Das Thema Reden entzweit die Geschlechter. „Wir Frauen diskutieren Konflikte aus, bis alles wieder gut ist. Das irritiert die Kollegen und man gilt schnell als ,mühsam‘.“ Sie lernte, langsam zu sprechen, in kurzen Sätzen und mit tiefer Stimme. Beim Präsentieren nicht zu zappeln. Und es bei Meinungsverschiedenheiten auch einmal gut sein lassen. „Oft sind es nur Kleinigkeiten. Aber die müssen einem erst einmal bewusst werden. Dann können wir sie ändern.“ Eine Sache pro Woche nahm sie sich vor, die sie trainierte und festigte. Musste sie sich dafür verbiegen? „Nein. Ich könnte auch mit schriller Stimme eine Frauenquote fordern. Aber mit tiefer Stimme erreiche ich mehr.“ Nebst vielen fachlichen Themen lernte sie auch Regeln abseits der Sprache: Wie sie einen Raum betritt, auf welchen Platz sie sich setzt, dass sie zum Meeting weder als Letzte kommt noch als Erste geht: „In diesen Minuten entscheidet sich, wie man mich wahrnimmt.“

Eines Tages, so hofft sie, werden sich die ungeschriebenen Regeln der Macht ändern. Bis dahin braucht es eine kritische Masse: „Eine einzige Frau in einem zehnköpfigen Vorstandsteam reicht nicht aus. Es müssten schon drei Frauen sein. Mindestens.“ Die dürften anfangs ruhig „mühsam“ sein. „Vielfalt ist zu Beginn immer anstrengend. Weil verschiedene Perspektiven mehr Abstimmungsbedarf mit sich bringen.“

Kürzlich nahm sie sich wieder ihre Mitschrift vor: „Das Meiste habe ich verinnerlicht.“ Auch die Erkenntnis, dass „wir Frauen nicht bei uns selbst bleiben, sondern andere mitnehmen müssen“. Das setzt sie begeistert um, etwa in den von ihr mitbegründeten Netzwerken Agenda Bahnindustrie Frauen und dem Alstom Women's Network Vienna. Denn, und das ist ihre wichtigste Erkenntnis: „Allein geht es nicht.“

AUF EINEN BLICK

„Zukunft.Frauen“ Das Führungskräfteprogramm hat das Ziel, mehr Frauen im Vorstand, im Aufsichtsrat und in der ersten Führungsebene zu etablieren, sie zu vernetzen und sichtbar zu machen.

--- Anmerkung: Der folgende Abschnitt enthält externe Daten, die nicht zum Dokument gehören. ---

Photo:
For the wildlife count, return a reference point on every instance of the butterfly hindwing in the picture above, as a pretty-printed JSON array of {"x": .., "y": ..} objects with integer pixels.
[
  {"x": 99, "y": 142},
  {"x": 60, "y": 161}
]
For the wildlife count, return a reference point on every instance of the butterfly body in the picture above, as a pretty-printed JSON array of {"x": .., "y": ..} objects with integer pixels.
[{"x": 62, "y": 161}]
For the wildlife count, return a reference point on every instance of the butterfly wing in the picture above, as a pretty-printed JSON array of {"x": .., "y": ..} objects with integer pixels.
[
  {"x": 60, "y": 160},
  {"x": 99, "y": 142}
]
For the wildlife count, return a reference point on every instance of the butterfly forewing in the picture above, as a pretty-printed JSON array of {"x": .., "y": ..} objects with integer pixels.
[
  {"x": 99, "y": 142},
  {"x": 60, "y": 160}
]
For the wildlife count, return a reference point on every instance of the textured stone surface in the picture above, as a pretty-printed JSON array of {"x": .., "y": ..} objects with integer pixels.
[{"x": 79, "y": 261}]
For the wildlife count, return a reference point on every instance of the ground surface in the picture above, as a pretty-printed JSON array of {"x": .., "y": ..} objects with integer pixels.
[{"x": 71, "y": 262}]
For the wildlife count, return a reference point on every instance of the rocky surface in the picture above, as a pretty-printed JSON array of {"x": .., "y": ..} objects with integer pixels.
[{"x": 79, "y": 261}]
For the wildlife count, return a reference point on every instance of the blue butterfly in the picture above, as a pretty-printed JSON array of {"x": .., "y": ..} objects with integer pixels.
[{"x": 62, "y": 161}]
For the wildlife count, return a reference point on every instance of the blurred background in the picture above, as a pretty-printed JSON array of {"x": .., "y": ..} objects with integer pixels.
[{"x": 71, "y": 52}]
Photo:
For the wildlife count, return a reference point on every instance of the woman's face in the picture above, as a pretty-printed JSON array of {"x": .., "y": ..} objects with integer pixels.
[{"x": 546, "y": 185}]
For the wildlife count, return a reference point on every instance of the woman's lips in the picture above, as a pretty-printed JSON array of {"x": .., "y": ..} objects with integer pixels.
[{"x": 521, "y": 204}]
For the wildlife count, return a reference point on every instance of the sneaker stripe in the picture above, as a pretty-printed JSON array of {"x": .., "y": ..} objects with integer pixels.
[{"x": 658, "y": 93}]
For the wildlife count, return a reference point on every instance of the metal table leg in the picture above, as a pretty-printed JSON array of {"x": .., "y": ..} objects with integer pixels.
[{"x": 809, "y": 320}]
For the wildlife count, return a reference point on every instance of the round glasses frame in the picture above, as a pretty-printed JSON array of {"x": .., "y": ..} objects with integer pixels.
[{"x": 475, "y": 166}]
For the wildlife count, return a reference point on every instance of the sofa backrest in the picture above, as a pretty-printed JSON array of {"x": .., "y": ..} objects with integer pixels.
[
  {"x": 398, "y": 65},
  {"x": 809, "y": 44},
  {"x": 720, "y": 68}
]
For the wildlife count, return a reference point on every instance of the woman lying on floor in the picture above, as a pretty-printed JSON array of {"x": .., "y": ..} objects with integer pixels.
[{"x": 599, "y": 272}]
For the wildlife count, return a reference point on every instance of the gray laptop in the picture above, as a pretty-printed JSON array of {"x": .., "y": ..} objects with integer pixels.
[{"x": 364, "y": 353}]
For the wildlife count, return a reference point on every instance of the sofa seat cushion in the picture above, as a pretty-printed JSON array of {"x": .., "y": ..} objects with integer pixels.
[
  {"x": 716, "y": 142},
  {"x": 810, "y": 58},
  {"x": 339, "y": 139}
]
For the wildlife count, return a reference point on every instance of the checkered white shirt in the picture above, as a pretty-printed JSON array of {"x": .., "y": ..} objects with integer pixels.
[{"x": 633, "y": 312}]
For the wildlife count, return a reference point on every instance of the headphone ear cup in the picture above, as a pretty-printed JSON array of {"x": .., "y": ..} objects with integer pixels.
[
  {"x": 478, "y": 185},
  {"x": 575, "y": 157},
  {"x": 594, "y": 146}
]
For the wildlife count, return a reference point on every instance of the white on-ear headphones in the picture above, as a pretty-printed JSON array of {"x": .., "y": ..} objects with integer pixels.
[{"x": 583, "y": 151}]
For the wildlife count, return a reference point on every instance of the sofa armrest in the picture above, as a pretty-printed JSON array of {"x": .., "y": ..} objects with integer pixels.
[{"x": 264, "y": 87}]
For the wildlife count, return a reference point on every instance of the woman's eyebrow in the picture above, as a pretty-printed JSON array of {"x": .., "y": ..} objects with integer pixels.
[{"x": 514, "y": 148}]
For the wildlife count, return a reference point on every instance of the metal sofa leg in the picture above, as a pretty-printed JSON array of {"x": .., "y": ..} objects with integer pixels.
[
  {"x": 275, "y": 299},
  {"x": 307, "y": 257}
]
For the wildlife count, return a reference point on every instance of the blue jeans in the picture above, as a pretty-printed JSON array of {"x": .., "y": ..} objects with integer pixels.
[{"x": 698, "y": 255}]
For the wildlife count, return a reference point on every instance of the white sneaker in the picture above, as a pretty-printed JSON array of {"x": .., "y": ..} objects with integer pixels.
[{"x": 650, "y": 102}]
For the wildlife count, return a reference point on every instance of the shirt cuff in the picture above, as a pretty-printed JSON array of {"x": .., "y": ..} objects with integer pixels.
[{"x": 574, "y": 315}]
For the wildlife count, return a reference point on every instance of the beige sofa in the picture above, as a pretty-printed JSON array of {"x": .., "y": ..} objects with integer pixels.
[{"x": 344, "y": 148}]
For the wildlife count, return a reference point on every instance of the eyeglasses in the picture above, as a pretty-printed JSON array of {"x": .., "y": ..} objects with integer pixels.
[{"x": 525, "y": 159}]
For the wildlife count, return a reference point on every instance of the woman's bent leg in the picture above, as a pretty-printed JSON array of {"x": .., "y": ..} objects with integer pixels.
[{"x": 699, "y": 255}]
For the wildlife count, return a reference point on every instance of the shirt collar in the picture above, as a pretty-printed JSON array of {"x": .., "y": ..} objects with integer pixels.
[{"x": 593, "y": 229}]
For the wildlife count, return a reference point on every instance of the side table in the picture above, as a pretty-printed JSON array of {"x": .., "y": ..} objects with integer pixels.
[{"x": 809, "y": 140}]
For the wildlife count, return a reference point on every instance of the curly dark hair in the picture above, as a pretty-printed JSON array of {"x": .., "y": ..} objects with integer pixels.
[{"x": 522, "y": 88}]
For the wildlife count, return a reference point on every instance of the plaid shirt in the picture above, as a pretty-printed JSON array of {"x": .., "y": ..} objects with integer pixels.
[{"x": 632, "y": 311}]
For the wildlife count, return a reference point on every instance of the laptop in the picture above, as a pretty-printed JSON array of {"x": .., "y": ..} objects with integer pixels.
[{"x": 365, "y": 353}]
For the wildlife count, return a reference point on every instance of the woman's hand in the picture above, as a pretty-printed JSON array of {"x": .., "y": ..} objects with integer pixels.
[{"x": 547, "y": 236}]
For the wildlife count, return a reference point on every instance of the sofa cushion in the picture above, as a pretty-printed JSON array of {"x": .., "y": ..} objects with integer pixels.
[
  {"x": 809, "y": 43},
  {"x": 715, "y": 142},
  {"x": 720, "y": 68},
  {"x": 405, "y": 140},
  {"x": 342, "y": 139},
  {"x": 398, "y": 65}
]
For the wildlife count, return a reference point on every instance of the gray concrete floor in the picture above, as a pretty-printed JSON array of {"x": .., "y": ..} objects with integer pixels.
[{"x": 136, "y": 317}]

Die gemeinsame Initiative des Bundesministeriums für Digitalisierung und Wirtschaftsstandort (BMDW), der Wirtschaftskammer Österreich (WKO) und der Industriellenvereinigung (IV) wurde nach norwegischem Vorbild entwickelt.

Jeder Durchgang besteht aus acht halbtägigen Modulen mit Themenblöcken und Kamingesprächen. Im September 2021 startet der

19. Durchgang, die Bewerbung ist bis

20. Mai 2021 möglich. Kriterien für die Auswahl sind u. a. mindestens fünf Jahre Führungserfahrung, Branchen- und Fachwissen und ein geplanter nächster Karriereschritt.